Suppose $F(x,y)$ is an additively separable function of two variables, i.e., we can write: $\! F(x,y) := f(x) + g(y)$

where $f,g$ are both functions of one variable. Assume that both $f$ and $g$ are both differentiable. Then, we have: $\! F_x(x,y) = f'(x), F_y(x,y) = g'(y)$

Differentiating each of these a second time with respect to the other variable, we obtain that: $\! F_{xy}(x,y) = 0, F_{yx}(x,y) = 0$

Thus, we see that both second-order mixed partial derivatives are the zero function. In particular, they are equal to each other.

### Multiplicatively separable functions

For further information, refer: Multiplicatively separable function

Suppose $G(x,y)$ is a multiplicatively separable function of two variables, i.e., we can write: $\! G(x,y) := f(x)g(y)$

where $f,g$ are both functions of one variable. Assume that both $f$ and $g$ are both differentiable. Then, we have: $\! G_x(x,y) = f'(x)g(y), G_y(x,y) = f(x)g'(y)$

Differentiating each of these a second time with respect to the other variable, we obtain that: $\! G_{xy}(x,y) = f'(x)g'(y), G_{yx}(x,y) = f'(x)g'(y)$

We thus see that both the second-order mixed partial derivatives are equal.

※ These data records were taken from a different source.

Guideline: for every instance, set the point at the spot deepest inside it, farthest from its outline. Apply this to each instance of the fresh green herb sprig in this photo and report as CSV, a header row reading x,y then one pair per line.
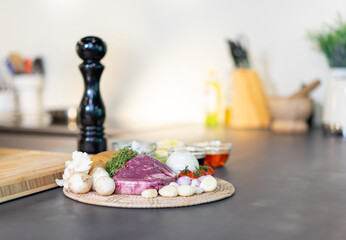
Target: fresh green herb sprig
x,y
119,159
332,42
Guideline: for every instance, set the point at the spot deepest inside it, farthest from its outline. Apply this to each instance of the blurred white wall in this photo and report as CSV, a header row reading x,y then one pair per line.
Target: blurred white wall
x,y
159,51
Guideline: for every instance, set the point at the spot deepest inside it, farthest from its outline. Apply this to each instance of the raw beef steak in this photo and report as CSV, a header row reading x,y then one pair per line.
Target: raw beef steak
x,y
141,173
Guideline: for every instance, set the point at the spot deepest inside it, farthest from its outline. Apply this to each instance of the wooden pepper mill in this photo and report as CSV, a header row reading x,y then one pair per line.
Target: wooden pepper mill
x,y
91,112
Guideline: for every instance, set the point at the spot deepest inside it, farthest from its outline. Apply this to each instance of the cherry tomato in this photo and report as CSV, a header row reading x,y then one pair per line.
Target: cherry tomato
x,y
185,172
198,173
208,169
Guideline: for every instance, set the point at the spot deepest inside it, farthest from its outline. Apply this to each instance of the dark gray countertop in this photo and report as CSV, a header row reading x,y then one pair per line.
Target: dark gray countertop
x,y
287,187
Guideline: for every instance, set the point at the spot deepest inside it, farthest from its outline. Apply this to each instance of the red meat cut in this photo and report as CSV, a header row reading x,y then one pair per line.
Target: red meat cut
x,y
141,173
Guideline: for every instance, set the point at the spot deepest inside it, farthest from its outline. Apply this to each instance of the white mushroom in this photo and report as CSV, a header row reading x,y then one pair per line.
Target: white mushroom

Note that the proof for multiplicatively separable functions can be easily generalized to functions that are expressible as sums of multiplicatively separable functions. This, therefore, includes all polynomial functions.

## Proof

### Key computation as a double limit at a point

Based on the definition as a double limit at a point, we have: $f_{xy}(x_0,y_0) = \lim_{y \to y_0} \frac{\lim_{x\to x_0} \frac{f(x,y) - f(x_0,y)}{x- x_0} - \lim_{x \to x_0} \frac{f(x,y_0) - f(x_0,y_0)}{x- x_0}}{y - y_0}$

Now, conditional to the existence of this expression, we can use that limit is linear to combine the two limits in the inner sum on the right side and get: $f_{xy}(x_0,y_0) = \lim_{y \to y_0} \frac{\lim_{x\to x_0} \left(\frac{f(x,y) - f(x_0,y)}{x- x_0} - \frac{f(x,y_0) - f(x_0,y_0)}{x- x_0}\right)}{y - y_0}$

With some simple algebraic tidying up, this becomes: $f_{xy}(x_0,y_0) = \lim_{y \to y_0} \lim_{x\to x_0} \left[\frac{f(x,y) - f(x_0,y) - f(x,y_0) + f(x_0,y_0)}{(x -x_0)(y - y_0)}\right]$

A similar calculation for the other mixed partial yields that: $f_{yx}(x_0,y_0) = \lim_{x \to x_0} \lim_{y\to y_0} \left[\frac{f(x,y) - f(x,y_0) - f(x_0,y) + f(x_0,y_0)}{(y -y_0)(x - x_0)}\right]$

We notice that, although the terms are written in a slightly different order, the expressions whose limit is being computed is the same in both cases. The only difference between the two cases is the order in which we are taking limits. In the $f_{xy}$ case, we take the limit with respect to $x \to x_0$ on the inside, and then take the limit with respect to $y \to y_0$ on the outside. In the $f_{yx}$ case, we take the limit with respect to $y \to y_0$ on the inside, and then take the limit with respect to $x \to x_0$ on the outside.